If we want the extra test, maybe devise a configure time check to see whether the platform in question lets us do it without the error?

view this post on Zulip starseeker (Aug 16 2020 at 00:42):

@Sean What issues do you know of that you would consider release blockers?

view this post on Zulip Sean (Aug 16 2020 at 18:30):

ah, right, constant expression. hrm.

view this post on Zulip Sean (Aug 16 2020 at 18:32):

I have vague recollection of that issue being the reason it was removed now too..

view this post on Zulip Sean (Aug 16 2020 at 18:53):

can you recheck the runner with the latest? trying a different approach.

view this post on Zulip Sean (Aug 16 2020 at 18:55):

starseeker said:

Sean What issues do you know of that you would consider release blockers?

rtweight no longer reporting volume unless there's a material defined is pretty significant change. the spew wouldn't be a blocker, but I think lacking a report is. also didn't seem to be outputting the report when run from mged -c, but I'd need to verify with a clean build.

view this post on Zulip Sean (Aug 16 2020 at 18:57):

only issue that come to mind is peer review isn't yet complete on all outstanding commits, and that's supposed to be a blocker for IA compliance, particularly it it's a build intended to be deployed (which I think it is, yes?) I think I can get through the remaining commits by tuesday if you can hold off tagging.

view this post on Zulip Sean (Aug 16 2020 at 18:58):

also, still seeing this:

view this post on Zulip Sean (Aug 16 2020 at 18:58):

[ 80%] Linking C shared library ../../../libexec/dm/libdm-ps.dylib
Undefined symbols for architecture x86_64:
  "_Tcl_AppendStringsToObj", referenced from:
      _ps_open in dm-ps.c.o
      _ps_loadMatrix in dm-ps.c.o
  "_Tcl_DuplicateObj", referenced from:
      _ps_open in dm-ps.c.o
      _ps_loadMatrix in dm-ps.c.o
  "_Tcl_GetObjResult", referenced from:
      _ps_open in dm-ps.c.o
      _ps_loadMatrix in dm-ps.c.o
  "_Tcl_SetObjResult", referenced from:
      _ps_open in dm-ps.c.o
      _ps_loadMatrix in dm-ps.c.o

view this post on Zulip starseeker (Aug 16 2020 at 18:58):

Huh, that means it's still not linking Tcl - I thought I fixed that.

view this post on Zulip Sean (Aug 16 2020 at 18:59):

I saw the commit and thought so too. it's re-run cmake cleanly since.

view this post on Zulip starseeker (Aug 16 2020 at 18:59):

Yeah, I can hold off til tuesday - still banging my head on the Ninja Windows build anyway (The msbuild run on the runner is less than 100% reliable, so far...)

view this post on Zulip starseeker (Aug 16 2020 at 19:00):

That's really strange then.

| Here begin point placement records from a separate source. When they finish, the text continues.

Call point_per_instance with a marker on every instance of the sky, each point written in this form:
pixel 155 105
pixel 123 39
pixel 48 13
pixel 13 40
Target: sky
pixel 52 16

Is TCL_LIBRARY set correctly in CMakeCache.txt?

view this post on Zulip Sean (Aug 16 2020 at 19:00):

agua:.build morrison$ grep TCL_LIBRARY CMakeCache.txt
//ITCL_LIBRARY
ITCL_LIBRARY:STRING=itcl
//TCL_LIBRARY
TCL_LIBRARY:STRING=tcl
//TCL_LIBRARY
//ADVANCED property for variable: ITCL_LIBRARY
ITCL_LIBRARY-ADVANCED:INTERNAL=1
//ADVANCED property for variable: TCL_LIBRARY
TCL_LIBRARY-ADVANCED:INTERNAL=1

view this post on Zulip starseeker (Aug 16 2020 at 19:01):

OK, that should be correct.

view this post on Zulip starseeker (Aug 16 2020 at 19:01):

What does otool say about what the dm-ps libexec lib is seeing?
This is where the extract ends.